It is becoming increasingly important to know our rights - especially as more and more powers are granted to the Police. The day it becomes unlawful to record HM Police is the day that we need to be very worried. Video away, ladies & gents. (And that deletion of Sect. 44 of tha Anti Terrorism Act is important.)


----------



## Dirus_Strictus (Jan 31, 2014)

Sadly the title of the web site highlighted by Ricasso tells all in my opinion and waving a copy in the face of any Officer is likely to increase any tension, rather than reduce same. Derelict-UK's common sense approach is all that is needed, however, if you start quoting the Law to all and sundry make sure you know and fully understand all the facts.

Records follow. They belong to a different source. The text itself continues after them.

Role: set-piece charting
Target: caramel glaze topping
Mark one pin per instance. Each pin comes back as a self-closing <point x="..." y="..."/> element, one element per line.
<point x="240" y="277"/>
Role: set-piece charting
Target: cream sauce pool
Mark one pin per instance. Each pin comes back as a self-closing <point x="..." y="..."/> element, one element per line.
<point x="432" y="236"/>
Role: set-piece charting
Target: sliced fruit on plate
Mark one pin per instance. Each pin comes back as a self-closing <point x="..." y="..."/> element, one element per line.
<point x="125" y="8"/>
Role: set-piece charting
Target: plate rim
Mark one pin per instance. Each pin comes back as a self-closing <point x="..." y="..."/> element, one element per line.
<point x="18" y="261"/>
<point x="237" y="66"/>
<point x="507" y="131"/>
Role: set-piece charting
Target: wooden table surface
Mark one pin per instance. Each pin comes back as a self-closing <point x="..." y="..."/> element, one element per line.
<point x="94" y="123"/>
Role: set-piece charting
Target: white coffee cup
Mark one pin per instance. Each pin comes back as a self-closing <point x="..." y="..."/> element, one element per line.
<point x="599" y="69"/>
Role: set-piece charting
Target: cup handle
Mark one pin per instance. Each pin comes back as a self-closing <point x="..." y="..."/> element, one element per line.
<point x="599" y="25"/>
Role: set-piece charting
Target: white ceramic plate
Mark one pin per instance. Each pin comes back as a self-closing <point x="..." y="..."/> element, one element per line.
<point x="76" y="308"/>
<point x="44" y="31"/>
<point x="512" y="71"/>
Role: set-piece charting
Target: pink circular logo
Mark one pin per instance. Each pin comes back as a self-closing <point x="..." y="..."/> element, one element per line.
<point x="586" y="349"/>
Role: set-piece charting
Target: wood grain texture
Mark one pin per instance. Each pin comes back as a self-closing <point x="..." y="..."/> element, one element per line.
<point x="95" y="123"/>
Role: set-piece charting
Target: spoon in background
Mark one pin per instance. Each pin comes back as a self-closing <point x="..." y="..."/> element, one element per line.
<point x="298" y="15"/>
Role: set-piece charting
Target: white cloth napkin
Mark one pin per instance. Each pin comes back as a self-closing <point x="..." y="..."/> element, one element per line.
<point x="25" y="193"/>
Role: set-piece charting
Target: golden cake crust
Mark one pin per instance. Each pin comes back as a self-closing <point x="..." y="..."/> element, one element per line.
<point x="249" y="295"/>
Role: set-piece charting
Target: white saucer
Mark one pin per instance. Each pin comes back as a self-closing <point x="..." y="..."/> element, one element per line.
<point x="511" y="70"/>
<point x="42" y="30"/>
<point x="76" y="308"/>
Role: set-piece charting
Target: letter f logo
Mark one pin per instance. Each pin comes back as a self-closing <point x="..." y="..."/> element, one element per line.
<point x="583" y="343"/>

Act like a F****** Prat and you will be treated as one. Pilot is correct in stating one should know one's rights, but make sure you have studied and understood the relevant Law and Regulations. Going off half cocked in front off any Authority is the surest way of really pissing that person or persons off - in that situation you deserve any tirade that comes your way.


----------



## krela (Jan 31, 2014)

Dirus_Strictus said:


> Sadly the title of the web site highlighted by Ricasso tells all in my opinion and waving a copy in the face of any Officer is likely to increase any tension, rather than reduce same. Derelict-UK's common sense approach is all that is needed, however, if you start quoting the Law to all and sundry make sure you know and fully understand all the facts. Act like a F****** Prat and you will be treated as one.



Not all officers like a friendly chat, some of them (quite a lot unfortunately) like to throw their weight around, and then knowing the law certainly helps... If that requires a bit of paper and being a f****** prat then so be it. I have no problem increasing tension if that's what's required to assert my rights, just as I would with any other bully. I don't hold with the nothing to hide argument personally, I think it's a slippery slope that only perpetuates the problem. Each to their own though and I have no issue with that.

I do agree that being friendly is the first way to go, but it doesn't always work. Even so there is a difference between standing your ground and being assertive, and being an arrogant know it all dick. Don't be a dick.


----------